# VARs



## nursejackie (May 22, 2015)

I have bought the sony VAR that weightlifter recommended. I want to put it in the car but I don't really see how I'll get anything. They work together and drive around in work vehicles throughout the work day. The only stuff I think I'll hear is the boring talk shows he listens to on the way to and from work.

Is there a way of filtering out the radio so that I can just hear conversation? I am actually afraid to do this- afraid of what I will find I guess.

I think I need a GPS live tracking any suggestions? I know Sony but what else is available? Are they all hooked up to monthly fees if they are live tracking? I checked his bank statements and he has a lot of activity in and around her house- stores, gas stations etc…

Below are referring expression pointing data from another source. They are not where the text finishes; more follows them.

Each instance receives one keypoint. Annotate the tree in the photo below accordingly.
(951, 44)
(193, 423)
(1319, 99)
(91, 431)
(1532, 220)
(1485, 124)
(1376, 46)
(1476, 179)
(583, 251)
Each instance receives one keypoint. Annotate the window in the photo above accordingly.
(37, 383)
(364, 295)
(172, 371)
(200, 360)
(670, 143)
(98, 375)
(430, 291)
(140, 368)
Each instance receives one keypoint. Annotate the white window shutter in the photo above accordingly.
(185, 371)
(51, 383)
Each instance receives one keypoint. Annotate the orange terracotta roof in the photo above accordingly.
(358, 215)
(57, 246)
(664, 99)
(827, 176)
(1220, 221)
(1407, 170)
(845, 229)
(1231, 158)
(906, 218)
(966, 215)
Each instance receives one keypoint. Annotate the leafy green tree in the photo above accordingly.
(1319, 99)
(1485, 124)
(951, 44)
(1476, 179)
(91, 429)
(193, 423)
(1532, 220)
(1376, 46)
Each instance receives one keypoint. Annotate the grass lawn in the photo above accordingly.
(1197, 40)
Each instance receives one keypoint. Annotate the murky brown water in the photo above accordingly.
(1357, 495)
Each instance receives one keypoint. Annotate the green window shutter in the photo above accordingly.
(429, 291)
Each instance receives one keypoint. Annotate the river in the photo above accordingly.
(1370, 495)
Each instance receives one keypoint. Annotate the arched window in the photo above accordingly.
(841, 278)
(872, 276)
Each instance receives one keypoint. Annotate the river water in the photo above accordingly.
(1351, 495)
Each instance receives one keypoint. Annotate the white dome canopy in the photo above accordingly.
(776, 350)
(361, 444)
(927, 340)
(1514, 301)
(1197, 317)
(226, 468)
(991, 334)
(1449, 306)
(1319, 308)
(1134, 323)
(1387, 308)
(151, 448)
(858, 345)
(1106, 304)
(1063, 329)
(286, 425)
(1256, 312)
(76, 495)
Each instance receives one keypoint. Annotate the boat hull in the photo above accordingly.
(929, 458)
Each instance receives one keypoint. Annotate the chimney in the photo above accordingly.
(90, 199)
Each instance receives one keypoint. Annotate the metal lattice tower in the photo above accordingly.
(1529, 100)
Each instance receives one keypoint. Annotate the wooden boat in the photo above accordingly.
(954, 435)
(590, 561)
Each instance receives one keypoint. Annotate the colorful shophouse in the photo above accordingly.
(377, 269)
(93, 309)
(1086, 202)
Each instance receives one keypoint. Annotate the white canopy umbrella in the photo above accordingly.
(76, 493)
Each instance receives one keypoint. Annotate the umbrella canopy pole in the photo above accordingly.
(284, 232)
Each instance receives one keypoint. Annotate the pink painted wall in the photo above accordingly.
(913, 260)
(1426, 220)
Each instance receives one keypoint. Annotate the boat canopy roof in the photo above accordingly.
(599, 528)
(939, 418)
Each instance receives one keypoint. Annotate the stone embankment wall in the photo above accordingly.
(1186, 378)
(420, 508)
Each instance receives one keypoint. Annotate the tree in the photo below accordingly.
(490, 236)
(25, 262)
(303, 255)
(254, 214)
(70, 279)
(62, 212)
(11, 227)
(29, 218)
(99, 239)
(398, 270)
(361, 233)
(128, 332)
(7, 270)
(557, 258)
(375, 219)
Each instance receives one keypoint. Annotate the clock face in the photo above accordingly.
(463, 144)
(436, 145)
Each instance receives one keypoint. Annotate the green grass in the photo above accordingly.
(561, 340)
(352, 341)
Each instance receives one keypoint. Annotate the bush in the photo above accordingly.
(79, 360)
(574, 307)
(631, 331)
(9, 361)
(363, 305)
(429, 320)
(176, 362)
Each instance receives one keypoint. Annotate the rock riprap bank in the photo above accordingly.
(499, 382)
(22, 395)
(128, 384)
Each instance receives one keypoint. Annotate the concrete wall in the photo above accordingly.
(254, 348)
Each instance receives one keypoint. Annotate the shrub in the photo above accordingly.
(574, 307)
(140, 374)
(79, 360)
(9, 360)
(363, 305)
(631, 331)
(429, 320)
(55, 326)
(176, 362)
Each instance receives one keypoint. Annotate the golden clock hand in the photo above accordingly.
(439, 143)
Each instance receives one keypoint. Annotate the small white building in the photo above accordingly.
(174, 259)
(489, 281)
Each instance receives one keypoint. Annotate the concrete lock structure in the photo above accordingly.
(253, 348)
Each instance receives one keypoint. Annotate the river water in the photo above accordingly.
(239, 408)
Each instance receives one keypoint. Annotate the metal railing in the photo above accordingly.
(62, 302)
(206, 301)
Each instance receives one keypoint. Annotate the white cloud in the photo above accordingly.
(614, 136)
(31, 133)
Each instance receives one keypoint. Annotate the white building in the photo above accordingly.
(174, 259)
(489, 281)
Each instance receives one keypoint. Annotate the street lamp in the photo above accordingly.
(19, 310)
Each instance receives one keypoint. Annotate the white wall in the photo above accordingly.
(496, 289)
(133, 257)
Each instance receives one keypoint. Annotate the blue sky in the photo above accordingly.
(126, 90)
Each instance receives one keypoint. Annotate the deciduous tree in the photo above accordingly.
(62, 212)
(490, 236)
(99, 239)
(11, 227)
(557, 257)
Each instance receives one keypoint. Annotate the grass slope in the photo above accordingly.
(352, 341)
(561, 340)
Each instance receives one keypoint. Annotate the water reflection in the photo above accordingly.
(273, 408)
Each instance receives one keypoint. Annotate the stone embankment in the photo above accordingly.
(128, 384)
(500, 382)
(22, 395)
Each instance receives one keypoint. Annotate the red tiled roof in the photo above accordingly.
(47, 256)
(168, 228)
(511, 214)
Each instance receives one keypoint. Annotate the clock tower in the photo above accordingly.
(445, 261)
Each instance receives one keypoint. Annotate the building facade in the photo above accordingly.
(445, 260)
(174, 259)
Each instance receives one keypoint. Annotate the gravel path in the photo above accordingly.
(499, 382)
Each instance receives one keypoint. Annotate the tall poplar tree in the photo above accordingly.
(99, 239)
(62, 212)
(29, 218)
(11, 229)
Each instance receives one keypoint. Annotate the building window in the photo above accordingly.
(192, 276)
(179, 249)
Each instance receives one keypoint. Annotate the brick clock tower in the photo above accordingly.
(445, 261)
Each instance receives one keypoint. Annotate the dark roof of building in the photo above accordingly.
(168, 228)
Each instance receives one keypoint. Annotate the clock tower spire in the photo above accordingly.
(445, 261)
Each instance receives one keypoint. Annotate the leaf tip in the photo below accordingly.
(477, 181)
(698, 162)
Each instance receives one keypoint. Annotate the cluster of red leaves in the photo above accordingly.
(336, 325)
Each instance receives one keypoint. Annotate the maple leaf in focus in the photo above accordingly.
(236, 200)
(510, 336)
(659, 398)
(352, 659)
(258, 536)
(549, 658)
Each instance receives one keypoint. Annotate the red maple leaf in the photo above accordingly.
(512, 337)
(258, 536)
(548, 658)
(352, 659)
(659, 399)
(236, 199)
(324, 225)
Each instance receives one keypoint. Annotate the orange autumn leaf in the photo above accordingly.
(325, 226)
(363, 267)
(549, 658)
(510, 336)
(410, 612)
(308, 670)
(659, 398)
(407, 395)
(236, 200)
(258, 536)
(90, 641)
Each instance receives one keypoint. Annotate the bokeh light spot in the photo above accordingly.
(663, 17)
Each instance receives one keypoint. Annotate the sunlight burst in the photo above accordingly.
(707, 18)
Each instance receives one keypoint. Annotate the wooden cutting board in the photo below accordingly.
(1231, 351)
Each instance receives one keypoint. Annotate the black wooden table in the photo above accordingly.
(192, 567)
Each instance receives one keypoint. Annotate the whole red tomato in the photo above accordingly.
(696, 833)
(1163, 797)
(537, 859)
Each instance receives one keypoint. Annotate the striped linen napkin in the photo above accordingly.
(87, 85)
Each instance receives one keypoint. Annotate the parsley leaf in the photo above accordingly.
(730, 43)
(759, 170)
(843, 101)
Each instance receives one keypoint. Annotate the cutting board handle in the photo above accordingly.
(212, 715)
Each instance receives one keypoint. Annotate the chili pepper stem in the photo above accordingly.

I am doing so many things wrong. I checked his texts to me and in the middle of an argument about the suspected OW he texted "see ya love ya" he would never say that, never spell you like ya either. he admitted it didn't sound like something he would say but he must have and he meant he wanted to see me and that he loved me.

Also there was an emoticon ":/ are you at work?" from him when we were arguing. When I asked him later he did not know what the emoticon meant and said it must have been an accident.

I think he gave the OW his phone and she texted me but I'm not sure.
It makes me feel like they are laughing at me.

time to VAR and GPS


----------



## ReidWright (May 15, 2014)

for the radio noise, most people will turn it down if they are on the phone or having a conversation with a passenger. you can use audacity (free audio editor) to apply a high pass filter to remove some of the low frequency road noises, and increase the volume, etc


does he have a bag (laptop, backpack, lunch bag) that he takes with him in the work car? a slim pen var could be useful in that situation


----------



## nursejackie (May 22, 2015)

Thanks Reidwright
yes he has a lunch bag with lots of pens I could add it to the mix.


----------



## Bananapeel (May 4, 2015)

Don't worry too much about the background noise from the car. With the VAR you don't really need to completely hear his entire conversation with the OW, just enough to confirm your suspicions. 

The SONY VAR I used for my wife had poor quality audio because of the location (it was in my bedroom closet and they were in the kitchen) but it did a good enough job to confirm and let me take action. I'm actually glad I didn't get a clear audio since it would have haunted me for a very long time. 

If you live in a state that isn't a "no-fault" divorce state, then you will need very good quality proof and probably would do best hiring a private investigator.


----------